The VIX is very useful in helping spot major stock market turning points.
As the above chart shows, the VIX has historically spiked after major investment calamities, such as the 2008 financial crisis and the dot-com bubble in 2000.
Conversely, the VIX has plunged to extremely low readings (in the “teens,” as measured by the VIX) at major stock market tops.
You see, when the stock market is on fire, investors lose all their fear and dog-pile into the stock market.

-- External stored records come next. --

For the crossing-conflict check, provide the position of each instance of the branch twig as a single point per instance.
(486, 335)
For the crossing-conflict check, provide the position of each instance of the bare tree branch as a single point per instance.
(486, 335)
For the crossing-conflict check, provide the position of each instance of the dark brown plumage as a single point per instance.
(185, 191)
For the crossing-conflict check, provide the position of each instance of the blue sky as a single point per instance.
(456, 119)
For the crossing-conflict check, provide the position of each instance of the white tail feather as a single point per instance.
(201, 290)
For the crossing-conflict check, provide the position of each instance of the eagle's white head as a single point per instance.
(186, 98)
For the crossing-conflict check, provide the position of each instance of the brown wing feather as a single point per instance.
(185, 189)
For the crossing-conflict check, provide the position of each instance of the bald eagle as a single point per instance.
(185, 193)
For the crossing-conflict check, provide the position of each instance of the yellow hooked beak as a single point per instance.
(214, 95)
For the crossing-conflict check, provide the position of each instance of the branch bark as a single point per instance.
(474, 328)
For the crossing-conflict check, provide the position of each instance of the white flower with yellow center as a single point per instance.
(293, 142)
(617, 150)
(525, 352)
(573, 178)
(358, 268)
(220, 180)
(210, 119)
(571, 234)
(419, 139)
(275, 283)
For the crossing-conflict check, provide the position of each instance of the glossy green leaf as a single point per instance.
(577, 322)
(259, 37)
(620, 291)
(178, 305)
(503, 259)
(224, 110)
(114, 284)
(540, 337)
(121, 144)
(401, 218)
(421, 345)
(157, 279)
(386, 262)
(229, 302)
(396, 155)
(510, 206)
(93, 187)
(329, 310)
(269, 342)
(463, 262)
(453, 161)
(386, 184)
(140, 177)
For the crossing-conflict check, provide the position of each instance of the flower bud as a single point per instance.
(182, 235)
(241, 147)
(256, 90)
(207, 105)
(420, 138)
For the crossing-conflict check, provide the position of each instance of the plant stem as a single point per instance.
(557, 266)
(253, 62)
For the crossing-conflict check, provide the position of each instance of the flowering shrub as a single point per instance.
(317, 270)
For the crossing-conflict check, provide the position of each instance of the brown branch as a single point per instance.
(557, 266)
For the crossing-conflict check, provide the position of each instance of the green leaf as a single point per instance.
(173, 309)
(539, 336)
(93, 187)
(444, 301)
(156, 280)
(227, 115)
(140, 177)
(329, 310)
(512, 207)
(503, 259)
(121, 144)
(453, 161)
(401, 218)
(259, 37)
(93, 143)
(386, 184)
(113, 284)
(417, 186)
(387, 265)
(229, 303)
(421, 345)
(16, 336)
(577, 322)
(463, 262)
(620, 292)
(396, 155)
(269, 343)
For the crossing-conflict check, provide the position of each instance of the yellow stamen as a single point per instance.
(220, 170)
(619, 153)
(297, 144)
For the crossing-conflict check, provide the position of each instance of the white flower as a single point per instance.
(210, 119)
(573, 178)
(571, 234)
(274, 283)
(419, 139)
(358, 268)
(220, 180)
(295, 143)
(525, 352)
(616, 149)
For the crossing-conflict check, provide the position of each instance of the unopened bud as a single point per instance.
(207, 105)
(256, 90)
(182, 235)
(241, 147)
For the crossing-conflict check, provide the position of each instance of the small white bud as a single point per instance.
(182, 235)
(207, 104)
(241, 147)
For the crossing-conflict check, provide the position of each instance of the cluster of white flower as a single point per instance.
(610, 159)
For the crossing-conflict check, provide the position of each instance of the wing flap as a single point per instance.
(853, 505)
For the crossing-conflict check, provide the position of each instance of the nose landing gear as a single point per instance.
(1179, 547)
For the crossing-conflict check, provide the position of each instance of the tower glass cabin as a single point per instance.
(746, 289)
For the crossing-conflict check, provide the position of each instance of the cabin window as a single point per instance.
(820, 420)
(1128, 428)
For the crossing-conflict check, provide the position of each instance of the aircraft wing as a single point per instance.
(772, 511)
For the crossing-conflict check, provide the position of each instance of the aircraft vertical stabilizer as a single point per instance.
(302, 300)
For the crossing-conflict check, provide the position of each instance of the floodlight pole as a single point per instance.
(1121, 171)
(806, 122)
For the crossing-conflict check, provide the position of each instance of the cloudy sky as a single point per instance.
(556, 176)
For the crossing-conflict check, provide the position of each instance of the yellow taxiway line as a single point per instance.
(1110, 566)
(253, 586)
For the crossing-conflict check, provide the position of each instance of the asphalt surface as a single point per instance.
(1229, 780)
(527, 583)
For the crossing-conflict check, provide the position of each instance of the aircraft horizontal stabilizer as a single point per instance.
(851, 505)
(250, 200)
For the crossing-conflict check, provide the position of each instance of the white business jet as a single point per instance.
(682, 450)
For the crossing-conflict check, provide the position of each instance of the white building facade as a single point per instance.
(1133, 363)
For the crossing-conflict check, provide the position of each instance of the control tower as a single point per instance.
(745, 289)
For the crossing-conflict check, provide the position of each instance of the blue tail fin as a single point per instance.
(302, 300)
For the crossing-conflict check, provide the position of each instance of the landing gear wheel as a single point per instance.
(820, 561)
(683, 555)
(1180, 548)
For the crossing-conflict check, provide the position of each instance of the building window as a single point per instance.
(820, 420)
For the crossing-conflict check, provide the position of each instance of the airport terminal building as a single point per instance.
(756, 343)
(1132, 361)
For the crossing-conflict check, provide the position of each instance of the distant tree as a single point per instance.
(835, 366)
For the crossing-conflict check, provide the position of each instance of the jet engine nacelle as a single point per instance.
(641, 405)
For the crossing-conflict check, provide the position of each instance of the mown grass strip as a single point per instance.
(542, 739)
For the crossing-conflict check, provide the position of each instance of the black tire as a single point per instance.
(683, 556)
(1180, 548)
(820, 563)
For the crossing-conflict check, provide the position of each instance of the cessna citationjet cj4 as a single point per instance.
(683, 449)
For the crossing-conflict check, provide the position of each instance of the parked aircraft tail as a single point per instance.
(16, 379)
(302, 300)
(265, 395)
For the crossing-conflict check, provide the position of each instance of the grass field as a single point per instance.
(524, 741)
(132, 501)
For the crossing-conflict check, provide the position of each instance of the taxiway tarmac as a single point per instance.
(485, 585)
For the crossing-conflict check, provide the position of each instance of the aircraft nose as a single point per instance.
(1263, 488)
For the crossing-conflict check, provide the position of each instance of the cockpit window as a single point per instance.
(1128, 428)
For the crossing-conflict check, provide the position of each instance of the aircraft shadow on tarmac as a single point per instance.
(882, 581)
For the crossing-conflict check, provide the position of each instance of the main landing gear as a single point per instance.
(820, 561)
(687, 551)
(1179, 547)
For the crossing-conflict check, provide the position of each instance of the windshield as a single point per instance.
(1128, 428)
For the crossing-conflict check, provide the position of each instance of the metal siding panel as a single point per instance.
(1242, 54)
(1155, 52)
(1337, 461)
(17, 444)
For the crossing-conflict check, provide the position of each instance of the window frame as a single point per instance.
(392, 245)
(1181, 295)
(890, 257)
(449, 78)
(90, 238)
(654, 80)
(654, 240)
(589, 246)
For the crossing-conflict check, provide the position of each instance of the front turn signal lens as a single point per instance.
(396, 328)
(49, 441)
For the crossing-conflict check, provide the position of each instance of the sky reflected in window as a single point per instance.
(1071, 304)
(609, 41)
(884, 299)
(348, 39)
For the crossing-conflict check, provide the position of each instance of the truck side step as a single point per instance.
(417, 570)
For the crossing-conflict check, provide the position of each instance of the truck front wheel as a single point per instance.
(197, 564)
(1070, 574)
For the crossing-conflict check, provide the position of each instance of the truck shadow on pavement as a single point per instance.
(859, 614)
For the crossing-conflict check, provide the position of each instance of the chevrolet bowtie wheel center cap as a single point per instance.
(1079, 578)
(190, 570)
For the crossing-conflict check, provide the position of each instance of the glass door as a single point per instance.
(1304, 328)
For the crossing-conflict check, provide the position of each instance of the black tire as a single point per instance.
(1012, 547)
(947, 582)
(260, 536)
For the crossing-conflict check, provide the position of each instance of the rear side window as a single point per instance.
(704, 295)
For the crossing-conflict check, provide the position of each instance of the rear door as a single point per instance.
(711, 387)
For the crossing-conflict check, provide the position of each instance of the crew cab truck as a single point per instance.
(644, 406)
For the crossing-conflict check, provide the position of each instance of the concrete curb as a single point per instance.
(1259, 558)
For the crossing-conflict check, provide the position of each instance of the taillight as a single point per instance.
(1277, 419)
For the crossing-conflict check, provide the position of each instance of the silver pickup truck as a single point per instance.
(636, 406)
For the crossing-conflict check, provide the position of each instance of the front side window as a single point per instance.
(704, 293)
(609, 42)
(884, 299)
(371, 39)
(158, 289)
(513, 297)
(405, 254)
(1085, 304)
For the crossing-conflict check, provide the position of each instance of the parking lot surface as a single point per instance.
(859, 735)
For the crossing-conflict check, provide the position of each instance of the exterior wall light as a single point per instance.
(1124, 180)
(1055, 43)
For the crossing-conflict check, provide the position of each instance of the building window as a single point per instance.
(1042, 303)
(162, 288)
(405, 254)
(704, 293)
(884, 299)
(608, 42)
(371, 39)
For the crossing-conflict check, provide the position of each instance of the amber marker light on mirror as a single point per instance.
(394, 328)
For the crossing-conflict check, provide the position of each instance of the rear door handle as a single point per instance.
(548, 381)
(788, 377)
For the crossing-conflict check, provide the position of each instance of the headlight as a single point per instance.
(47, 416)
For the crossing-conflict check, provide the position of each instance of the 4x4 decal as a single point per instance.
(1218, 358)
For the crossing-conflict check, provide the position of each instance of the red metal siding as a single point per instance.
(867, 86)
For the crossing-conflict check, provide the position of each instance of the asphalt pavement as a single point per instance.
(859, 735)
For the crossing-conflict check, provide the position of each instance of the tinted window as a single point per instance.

Whenever the VIX falls into the teens, it’s one of the most dangerous times to be in the market and one of the most rewarding times to invest in the VIX.
Where is the VIX today?
The VIX is well below the levels seen at the time of the 2008 crash, when the index jumped as high as 80. Right now the VIX is floating in the midteens.
If you’re concerned about the stock market making a dangerous top, now would be a good time to consider hedging your stock market bets with the VIX.
Here’s how to do it.
Portfolio Insurance Made Easy
If you want to invest in the VIX, these are the two most popular liquid ETFs to consider:
- IPath Series B S&P 500 VIX Short-Term Futures ETN (VXX)
- ProShares VIX Short-Term Futures ETF (VIXY).
These ETFs are very volatile, moving both up and down, so they aren’t appropriate for conservative investors.
However, with the VIX index now in the teens, these ETFs are in the sweet spot for producing the BIG rewards for investors right now.
They are also an excellent way to protect your portfolio from a severe stock market decline.